Leçons des petits États insulaires du Pacifique
Dans le Pacifique, ce nouveau retrait opéré par Trump suscite une vive inquiétude. Les Îles Cook insistent sur leur dépendance à l’égard du Fonds vert pour le climat et la nécessité de rechercher d’autres sources de financement au niveau mondial. Le président de Palaos, Surangel Whipps Jr, a déclaré que ce serait « une occasion fantastique d’emmener Donald Trump à faire de la plongée pour qu’il voie les impacts » du changement climatique.
En raison du manque de soutien de l’Australie, Fidji et les Îles Salomon ont par exemple renforcé leurs relations avec la Chine et d’autres acteurs. La région a ainsi fait preuve de réactivité stratégique, amenant les grandes puissances à revoir leur approche.
Réunis au sein du Forum des îles du Pacifique, ils ont qualifié le changement climatique de plus grande menace pesant sur leur sécurité et défini la région comme leContinent bleu du Pacifique et l’Océan de la paix.
Ce plaidoyer concerté a eu un impact sur la scène internationale. Comme la Déclaration du Partenariat États-Unis-Pacifique qui soutient les priorités des îles et s’aligne sur la Stratégie 2050 du Continent bleu. Reste à savoir si ce partenariat résistera au désengagement climatique des États-Unis sous une nouvelle présidence Trump.
Ce que les îles africaines peuvent faire
Les îles du Pacifique ont utilisé avec succès des partenariats alternatifs pour pousser l’Australie à se réengager selon leurs conditions.
Les États insulaires africains peuvent adopter une approche similaire, en utilisant la position de Trump sur le climat comme une opportunité de diversifier les alliances. Si l’objectif n’est pas nécessairement d’influencer les États-Unis pour qu’ils réévaluent leur position, cette diversification des relations internationales pourrait naturellement conduire à un tel résultat.

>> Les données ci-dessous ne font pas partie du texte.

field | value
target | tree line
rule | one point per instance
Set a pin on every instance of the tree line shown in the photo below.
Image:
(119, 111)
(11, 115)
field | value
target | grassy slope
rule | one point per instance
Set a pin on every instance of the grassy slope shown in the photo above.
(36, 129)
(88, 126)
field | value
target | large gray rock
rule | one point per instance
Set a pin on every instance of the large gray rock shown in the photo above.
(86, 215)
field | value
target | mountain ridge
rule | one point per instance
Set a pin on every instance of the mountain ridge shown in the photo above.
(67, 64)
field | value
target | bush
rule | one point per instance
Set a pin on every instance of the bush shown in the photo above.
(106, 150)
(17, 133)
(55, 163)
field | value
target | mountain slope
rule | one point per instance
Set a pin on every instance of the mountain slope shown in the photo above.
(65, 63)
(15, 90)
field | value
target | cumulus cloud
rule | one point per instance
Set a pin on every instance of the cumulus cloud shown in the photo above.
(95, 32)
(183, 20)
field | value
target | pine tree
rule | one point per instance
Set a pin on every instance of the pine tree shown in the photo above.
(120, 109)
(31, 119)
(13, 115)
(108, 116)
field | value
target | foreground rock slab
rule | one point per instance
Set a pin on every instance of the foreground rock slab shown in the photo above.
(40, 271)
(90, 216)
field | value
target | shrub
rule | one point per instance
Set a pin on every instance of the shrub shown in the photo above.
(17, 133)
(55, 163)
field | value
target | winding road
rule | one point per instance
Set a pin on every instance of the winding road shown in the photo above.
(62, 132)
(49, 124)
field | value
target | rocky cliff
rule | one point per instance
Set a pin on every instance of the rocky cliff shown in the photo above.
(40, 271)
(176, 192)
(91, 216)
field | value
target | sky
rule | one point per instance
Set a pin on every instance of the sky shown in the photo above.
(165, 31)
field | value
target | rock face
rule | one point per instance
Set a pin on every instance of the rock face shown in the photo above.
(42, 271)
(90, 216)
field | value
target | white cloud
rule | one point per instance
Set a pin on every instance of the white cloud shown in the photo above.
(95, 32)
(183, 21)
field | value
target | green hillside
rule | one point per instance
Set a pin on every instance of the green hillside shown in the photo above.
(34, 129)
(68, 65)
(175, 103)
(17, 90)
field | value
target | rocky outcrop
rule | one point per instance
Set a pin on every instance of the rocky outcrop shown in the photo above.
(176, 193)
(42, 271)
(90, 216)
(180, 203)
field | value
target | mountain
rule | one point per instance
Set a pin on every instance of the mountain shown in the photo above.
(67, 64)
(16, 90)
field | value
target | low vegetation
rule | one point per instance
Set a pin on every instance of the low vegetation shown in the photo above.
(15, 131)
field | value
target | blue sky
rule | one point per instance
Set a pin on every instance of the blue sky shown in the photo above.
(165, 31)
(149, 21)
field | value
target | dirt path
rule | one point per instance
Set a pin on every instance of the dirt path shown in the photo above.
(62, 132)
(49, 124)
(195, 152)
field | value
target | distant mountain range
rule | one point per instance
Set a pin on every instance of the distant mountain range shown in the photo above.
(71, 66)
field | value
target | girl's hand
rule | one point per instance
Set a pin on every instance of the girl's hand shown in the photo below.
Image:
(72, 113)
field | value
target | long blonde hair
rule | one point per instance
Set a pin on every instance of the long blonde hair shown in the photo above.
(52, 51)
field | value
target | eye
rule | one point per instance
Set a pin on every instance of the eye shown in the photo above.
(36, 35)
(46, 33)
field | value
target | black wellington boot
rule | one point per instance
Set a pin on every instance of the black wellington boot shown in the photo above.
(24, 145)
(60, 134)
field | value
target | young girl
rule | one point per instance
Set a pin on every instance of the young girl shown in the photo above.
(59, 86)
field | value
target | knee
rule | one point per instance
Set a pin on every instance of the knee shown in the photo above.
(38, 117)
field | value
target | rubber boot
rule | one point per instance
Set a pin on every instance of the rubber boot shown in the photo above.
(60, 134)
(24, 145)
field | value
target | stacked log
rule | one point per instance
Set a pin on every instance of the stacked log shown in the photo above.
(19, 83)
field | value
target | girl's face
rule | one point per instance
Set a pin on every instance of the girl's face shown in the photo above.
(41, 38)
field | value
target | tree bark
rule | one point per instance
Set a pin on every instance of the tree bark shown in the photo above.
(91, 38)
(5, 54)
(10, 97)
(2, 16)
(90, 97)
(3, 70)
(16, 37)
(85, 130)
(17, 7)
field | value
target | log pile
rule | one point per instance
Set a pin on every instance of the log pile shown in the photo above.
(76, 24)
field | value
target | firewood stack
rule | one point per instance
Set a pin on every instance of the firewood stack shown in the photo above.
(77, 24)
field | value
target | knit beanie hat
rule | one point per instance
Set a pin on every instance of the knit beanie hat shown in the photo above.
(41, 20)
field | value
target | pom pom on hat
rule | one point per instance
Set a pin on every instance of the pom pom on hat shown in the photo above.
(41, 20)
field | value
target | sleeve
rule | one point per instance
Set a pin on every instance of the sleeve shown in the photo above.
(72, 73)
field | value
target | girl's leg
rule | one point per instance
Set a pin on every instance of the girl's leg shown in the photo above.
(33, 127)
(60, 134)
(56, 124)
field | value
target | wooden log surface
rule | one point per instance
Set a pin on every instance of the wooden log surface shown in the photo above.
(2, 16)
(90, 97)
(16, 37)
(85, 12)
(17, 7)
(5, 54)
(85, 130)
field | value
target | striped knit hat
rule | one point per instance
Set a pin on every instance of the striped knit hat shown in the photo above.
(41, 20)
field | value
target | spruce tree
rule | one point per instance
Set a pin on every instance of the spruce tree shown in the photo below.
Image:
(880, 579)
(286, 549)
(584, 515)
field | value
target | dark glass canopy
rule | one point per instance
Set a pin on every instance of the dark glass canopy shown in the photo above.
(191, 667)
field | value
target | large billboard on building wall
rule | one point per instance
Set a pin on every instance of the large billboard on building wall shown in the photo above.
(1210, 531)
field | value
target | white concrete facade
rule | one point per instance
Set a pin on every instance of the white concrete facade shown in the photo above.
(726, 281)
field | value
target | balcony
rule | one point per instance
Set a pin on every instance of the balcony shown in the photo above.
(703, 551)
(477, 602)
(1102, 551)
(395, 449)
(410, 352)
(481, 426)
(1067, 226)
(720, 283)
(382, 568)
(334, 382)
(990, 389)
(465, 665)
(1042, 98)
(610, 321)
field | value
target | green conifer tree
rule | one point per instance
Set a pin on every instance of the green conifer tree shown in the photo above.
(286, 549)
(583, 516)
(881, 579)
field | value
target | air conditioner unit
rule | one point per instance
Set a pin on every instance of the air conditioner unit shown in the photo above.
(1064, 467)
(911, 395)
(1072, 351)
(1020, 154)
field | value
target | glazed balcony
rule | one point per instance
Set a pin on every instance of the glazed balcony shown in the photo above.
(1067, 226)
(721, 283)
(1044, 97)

Les îles africaines de l’océan Indien devraient également continuer à tisser des liens plus étroits avec des partenaires tels que l’Union européenne (UE), comme elles le font déjà avec succès, et avec la Chine dans le cadre de ses programmes de coopération) climatique et énergétique avec le Sud.
En mars 2025, l’UE a annoncé un programme d’investissement de 5 milliards de dollars pour financer des projets d’énergie verte en Afrique du Sud, après le retrait des États-Unis du Partenariat pour une transition énergétique juste.
Les États insulaires devraient ainsi continuer à plaider en faveur d’une action contre le changement climatique par le biais d’organisations régionales, telles que :
- la Commission de l’océan Indien
- la Commission des États insulaires africains pour le climat
- la Indian Ocean Rim Association.
Des initiatives telles que la Grande Muraille bleue, lancée par un ancien président des Seychelles, devraient continuer à recevoir le soutien d’organisations continentales telles que l’Union africaine et la Banque africaine de développement.
Bien que la crise climatique soit principalement causée par les pays les plus industrialisés, le désengagement actuel des États-Unis oblige ainsi les petits États insulaires à diversifier leurs soutiens pour assurer leur survie.